Broadband-Spectral-Responsivity of black silicon photodetector with high gain and sub-bandgap sensitivity by titanium hyperdoping

Abstract

Silicon, as one of the most essential semiconducting materials, is widely applied in various photodetection applications due to its high portability, convenient preparation, and compatibility with conventional complementary metal–oxide–semiconductor technology. Nowadays, black silicon, prepared by enforcing ultrafast laser micro-structuring and hyperdoping techniques, has received considerable attention for developing next-generation silicon photonics and silicon optoelectronics devices. In this work, high-comprehensive-property black silicon photodetectors with broadband spectral responsivity and high gain were achieved by femtosecond laser irradiation and titanium hyperdoping. The proposed device can respond to the incident light from 400 nm to at least 1550 nm, demonstrating a high responsivity of 40.59 A/W for 950 nm under the application of −5 V bias, and the corresponding detectivity can reach 3.61 × 1012 cm·Hz1/2W−1. Moreover, the fabricated photodetector exhibits a stable sub-bandgap photocurrent at 1550 nm, with an average responsivity of 3.42 mA/W by applying a −5 V bias.

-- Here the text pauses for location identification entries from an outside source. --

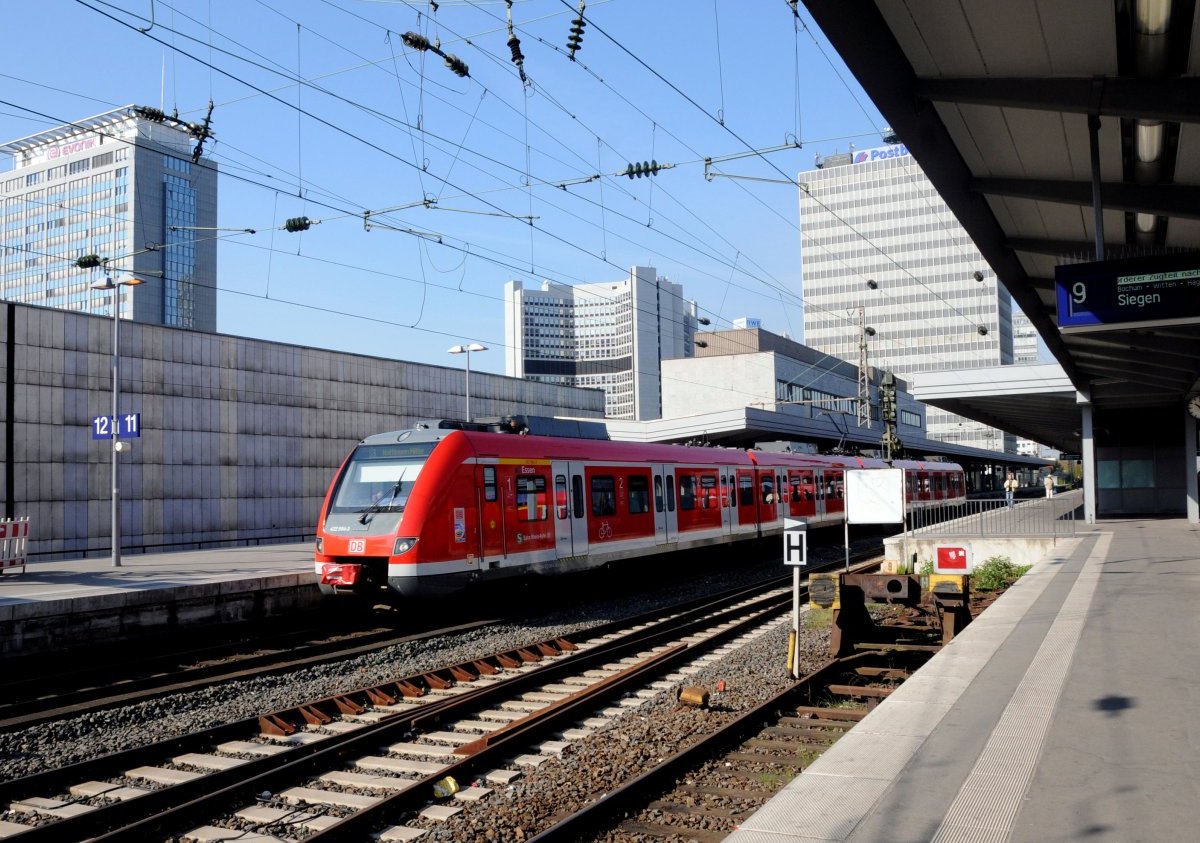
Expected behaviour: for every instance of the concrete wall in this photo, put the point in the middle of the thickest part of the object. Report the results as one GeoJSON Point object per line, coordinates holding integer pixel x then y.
{"type": "Point", "coordinates": [240, 437]}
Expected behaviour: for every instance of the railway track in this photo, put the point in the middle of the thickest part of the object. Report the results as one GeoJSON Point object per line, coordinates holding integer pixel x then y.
{"type": "Point", "coordinates": [30, 700]}
{"type": "Point", "coordinates": [703, 791]}
{"type": "Point", "coordinates": [36, 693]}
{"type": "Point", "coordinates": [316, 760]}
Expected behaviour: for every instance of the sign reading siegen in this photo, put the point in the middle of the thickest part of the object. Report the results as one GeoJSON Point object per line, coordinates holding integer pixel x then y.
{"type": "Point", "coordinates": [881, 153]}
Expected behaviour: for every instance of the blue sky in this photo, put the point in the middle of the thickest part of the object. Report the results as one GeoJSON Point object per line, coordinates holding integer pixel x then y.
{"type": "Point", "coordinates": [672, 81]}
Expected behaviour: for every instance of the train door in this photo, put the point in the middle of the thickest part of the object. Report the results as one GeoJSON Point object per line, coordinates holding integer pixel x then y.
{"type": "Point", "coordinates": [570, 525]}
{"type": "Point", "coordinates": [576, 509]}
{"type": "Point", "coordinates": [664, 516]}
{"type": "Point", "coordinates": [748, 501]}
{"type": "Point", "coordinates": [768, 500]}
{"type": "Point", "coordinates": [729, 500]}
{"type": "Point", "coordinates": [801, 492]}
{"type": "Point", "coordinates": [491, 515]}
{"type": "Point", "coordinates": [835, 491]}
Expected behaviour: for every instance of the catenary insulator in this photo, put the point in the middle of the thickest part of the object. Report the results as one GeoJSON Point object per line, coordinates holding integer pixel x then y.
{"type": "Point", "coordinates": [415, 41]}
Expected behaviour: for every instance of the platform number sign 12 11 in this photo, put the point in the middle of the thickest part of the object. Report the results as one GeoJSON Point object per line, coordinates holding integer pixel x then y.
{"type": "Point", "coordinates": [127, 426]}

These improvements were achieved by the hyperdoping of titanium in silicon, which shows deep impurity levels, low electroactivity, and increased effective carrier lifetimes, as well as the formation of shallow n-i heterojunction and trapping centers induced by the femtosecond laser irradiation. Our work provides significant insights into the applications of black silicon in various optical-related fields, including weak and infrared photon detection, silicon photonic chips, remote sensing, and large-scale optoelectronic integration.